Wednesday: Screening and Evaluations With an Occupational Therapist
Following a newspaper article, a family conversation or possibly participation at a CarFit event, an older driver may decide that it is time to get a check-up on his or her driving fitness. The services described as “Driving fitness evaluations” may seem confusing, as they range from self-assessments (useful education tools to help identify potential challenges) to a professional comprehensive driving evaluation from an occupational therapy driving rehabilitation specialist.

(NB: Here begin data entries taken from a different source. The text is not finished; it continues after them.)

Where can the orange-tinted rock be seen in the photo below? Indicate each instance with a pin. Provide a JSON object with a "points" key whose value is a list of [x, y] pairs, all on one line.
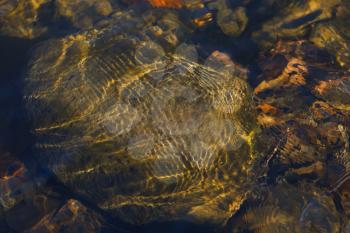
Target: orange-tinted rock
{"points": [[72, 217], [166, 3]]}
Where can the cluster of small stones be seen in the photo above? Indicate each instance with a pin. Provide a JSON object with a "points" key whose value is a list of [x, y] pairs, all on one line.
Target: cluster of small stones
{"points": [[152, 130]]}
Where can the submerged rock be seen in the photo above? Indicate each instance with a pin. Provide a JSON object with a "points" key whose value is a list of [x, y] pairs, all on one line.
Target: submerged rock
{"points": [[292, 19], [143, 133], [71, 217], [286, 208], [21, 18]]}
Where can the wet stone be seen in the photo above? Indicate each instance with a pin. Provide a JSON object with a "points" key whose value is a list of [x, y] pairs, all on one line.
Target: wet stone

It is important for older drivers and their family members to understand the driving service they are getting, so they can act on the results in a meaningful way. A screening that flags a driving risk is intended to encourage the older driver to get more information. (see list of questions on page 24, Your Road Ahead: A Guide to Comprehensive Driving Evaluations) The informed consumer needs to know what will happen at the evaluation, and we encourage senior drivers and their family to ask the facility questions before making a commitment. The older driver should be involved in the scheduling process so he or she can ask specific questions, which usually decreases anxiety. Read more about what typically happens during a driving evaluation here.
Plan to have an adult child, another family member, or a close friend attend the evaluation to help with the initial interview about driving history and medical history, have another set of ears when hearing the results of the evaluation, assist with recommended accommodations, and be prepared to help with planning for driving retirement (i.e., other ways to stay independent in the community), if that is the driving specialist’s recommendation.